New federal regulations announced Friday added 13 countries to a list the U.S. government will use to monitor foreigners living in the United States, causing many concerns for international students and their advisers.
All male foreigners age 16 and older with temporary visas from countries such as Lebanon, North Korea and Somalia – including international students – are required to report to the Immigration and Naturalization Service to be interviewed, fingerprinted and photographed.
“It’s kind of scary because it requires people to physically report to the INS office with deadlines that are pretty near,” said Craig Peterson, assistant director for University International Student and Scholar Services.
In August, the INS announced that men entering the United States who were from Iran, Iraq, Libya, Sudan and Syria would be fingerprinted. Earlier this month, the new fingerprinting requirement was extended to include foreigners already in the United States.
On Friday, the INS announced through the Federal Register – the U.S. government’s publication of administrative regulations – that 13 other countries would be added to the list, causing international services staff to scramble to contact affected international students.
An INS offcial, who commented on the condition of anonymity, said foreigners from the first group of countries must report by Dec. 16, and the second group must report between Dec. 2 and Jan. 10.

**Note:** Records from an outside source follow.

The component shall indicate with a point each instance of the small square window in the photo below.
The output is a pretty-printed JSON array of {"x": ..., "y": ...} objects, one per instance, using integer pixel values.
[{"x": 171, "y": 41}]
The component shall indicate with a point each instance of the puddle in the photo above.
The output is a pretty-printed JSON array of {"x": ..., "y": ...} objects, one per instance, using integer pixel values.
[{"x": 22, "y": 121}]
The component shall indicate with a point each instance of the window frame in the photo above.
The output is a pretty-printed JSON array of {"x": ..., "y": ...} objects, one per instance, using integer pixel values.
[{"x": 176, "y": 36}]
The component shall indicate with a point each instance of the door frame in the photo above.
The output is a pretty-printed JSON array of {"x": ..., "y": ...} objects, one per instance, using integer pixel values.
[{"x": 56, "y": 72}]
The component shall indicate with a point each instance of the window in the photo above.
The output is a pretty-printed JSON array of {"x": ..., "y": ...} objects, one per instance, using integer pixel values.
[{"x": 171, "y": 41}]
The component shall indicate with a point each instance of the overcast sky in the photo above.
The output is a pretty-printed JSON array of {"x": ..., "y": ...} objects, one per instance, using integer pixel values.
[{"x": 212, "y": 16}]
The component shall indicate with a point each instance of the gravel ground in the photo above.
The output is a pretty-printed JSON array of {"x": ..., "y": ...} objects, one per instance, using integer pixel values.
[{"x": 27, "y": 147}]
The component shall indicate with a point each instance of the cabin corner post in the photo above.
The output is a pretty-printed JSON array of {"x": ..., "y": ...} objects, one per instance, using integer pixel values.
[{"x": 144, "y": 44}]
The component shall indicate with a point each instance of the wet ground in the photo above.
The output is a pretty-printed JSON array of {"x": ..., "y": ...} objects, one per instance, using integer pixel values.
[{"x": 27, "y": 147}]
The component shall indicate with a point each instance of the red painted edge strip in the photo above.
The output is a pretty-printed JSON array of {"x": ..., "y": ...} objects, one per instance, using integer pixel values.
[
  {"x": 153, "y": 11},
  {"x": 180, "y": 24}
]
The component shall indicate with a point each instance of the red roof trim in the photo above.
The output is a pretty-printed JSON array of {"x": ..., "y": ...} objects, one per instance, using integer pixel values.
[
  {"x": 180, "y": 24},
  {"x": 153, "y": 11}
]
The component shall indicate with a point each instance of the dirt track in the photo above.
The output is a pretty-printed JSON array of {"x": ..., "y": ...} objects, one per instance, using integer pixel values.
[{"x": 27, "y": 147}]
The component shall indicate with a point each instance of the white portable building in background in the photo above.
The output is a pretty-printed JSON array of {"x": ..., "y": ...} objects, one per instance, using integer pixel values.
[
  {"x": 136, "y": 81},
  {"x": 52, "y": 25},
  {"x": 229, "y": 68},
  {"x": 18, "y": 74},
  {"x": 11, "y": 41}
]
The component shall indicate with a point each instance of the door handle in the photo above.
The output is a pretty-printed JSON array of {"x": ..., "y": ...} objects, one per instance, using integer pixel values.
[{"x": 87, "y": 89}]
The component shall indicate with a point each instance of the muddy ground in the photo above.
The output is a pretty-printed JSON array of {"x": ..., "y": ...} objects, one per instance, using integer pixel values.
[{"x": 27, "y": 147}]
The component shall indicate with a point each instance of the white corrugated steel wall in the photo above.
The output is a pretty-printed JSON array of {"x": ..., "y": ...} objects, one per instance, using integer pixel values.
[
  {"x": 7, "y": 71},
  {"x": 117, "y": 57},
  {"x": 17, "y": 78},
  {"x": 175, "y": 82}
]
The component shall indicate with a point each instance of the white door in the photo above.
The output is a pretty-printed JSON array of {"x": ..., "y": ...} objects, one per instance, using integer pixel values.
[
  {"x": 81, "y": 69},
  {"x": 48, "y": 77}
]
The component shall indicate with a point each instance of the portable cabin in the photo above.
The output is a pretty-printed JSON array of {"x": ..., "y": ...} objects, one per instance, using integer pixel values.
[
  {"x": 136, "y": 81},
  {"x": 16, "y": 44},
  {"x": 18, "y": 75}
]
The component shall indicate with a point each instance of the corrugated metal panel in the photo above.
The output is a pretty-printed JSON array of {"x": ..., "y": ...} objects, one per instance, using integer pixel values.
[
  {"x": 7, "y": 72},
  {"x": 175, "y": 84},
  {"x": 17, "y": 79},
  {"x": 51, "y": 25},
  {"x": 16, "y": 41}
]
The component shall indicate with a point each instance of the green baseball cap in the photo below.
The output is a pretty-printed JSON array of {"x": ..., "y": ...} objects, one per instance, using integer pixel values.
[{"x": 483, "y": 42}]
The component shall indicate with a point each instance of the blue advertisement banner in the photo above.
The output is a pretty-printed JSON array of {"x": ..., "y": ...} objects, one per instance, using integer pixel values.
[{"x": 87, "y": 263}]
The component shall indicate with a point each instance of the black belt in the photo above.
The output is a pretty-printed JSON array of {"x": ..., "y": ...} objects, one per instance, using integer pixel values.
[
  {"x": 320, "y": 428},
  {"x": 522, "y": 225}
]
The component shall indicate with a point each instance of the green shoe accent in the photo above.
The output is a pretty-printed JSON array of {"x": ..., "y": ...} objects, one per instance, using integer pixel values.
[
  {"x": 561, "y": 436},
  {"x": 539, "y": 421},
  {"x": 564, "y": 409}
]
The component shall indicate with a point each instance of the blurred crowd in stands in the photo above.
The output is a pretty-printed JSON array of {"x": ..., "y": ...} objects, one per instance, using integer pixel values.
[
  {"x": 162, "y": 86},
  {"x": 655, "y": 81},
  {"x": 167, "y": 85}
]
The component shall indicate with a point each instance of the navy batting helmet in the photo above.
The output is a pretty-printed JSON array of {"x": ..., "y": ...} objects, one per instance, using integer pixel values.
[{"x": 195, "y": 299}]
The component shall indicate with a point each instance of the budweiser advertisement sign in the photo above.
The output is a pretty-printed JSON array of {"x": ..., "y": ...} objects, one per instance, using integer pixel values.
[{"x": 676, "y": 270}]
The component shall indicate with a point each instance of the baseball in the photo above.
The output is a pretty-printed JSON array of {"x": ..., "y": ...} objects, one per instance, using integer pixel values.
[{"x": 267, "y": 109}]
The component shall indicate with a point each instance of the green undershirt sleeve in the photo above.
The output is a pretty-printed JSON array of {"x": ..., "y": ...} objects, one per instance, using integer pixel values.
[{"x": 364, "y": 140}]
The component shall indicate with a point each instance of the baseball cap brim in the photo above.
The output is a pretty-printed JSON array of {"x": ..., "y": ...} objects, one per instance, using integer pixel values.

“This is an effort to try to track people from countries that are on watch lists,” Peterson said, adding many of the countries have been labeled by the President George W. Bush administration as “sponsors of terrorism.”
The INS official said the new regulations, part of the new National Security Entry-Exit Regulation System enacted by Congress, will eventually include all countries.
“The government has indicated that this system should start with countries where al-Qaida and other terrorist groups have been,” the official said.
Though the INS official said the regulations involve fairly simple procedures, University students and staff are concerned about the logistics and implications of the new registration system.
“My concern is for those who fail to go or don’t have the information quickly enough to go before the deadline,” said Luis Bartolomei, the immigration attorney for the University Student Legal Service. Bartolomei added he is making himself available to students who want an attorney during the interview, which includes personal questions ranging from roommate names to organizations the students are involved with.
Consequences for foreigners who don’t show up are serious, the INS official said, and that could mean being deported.
Peterson said the international services office hasn’t heard from the INS about the regulations yet, but advisers were able to alert some students after finding the information on the Federal Register.
“There’s plenty of confusion out there about what’s going to happen with this,” he said.
The alert now appears on the international services office Web site, www.isss.umn.edu, and Peterson said the international services office plans to send out mailings about the requirement.
“This is a terrible time for this to happen with finals and everything,” Peterson said. “It’s certainly a different face we’re presenting to international students.”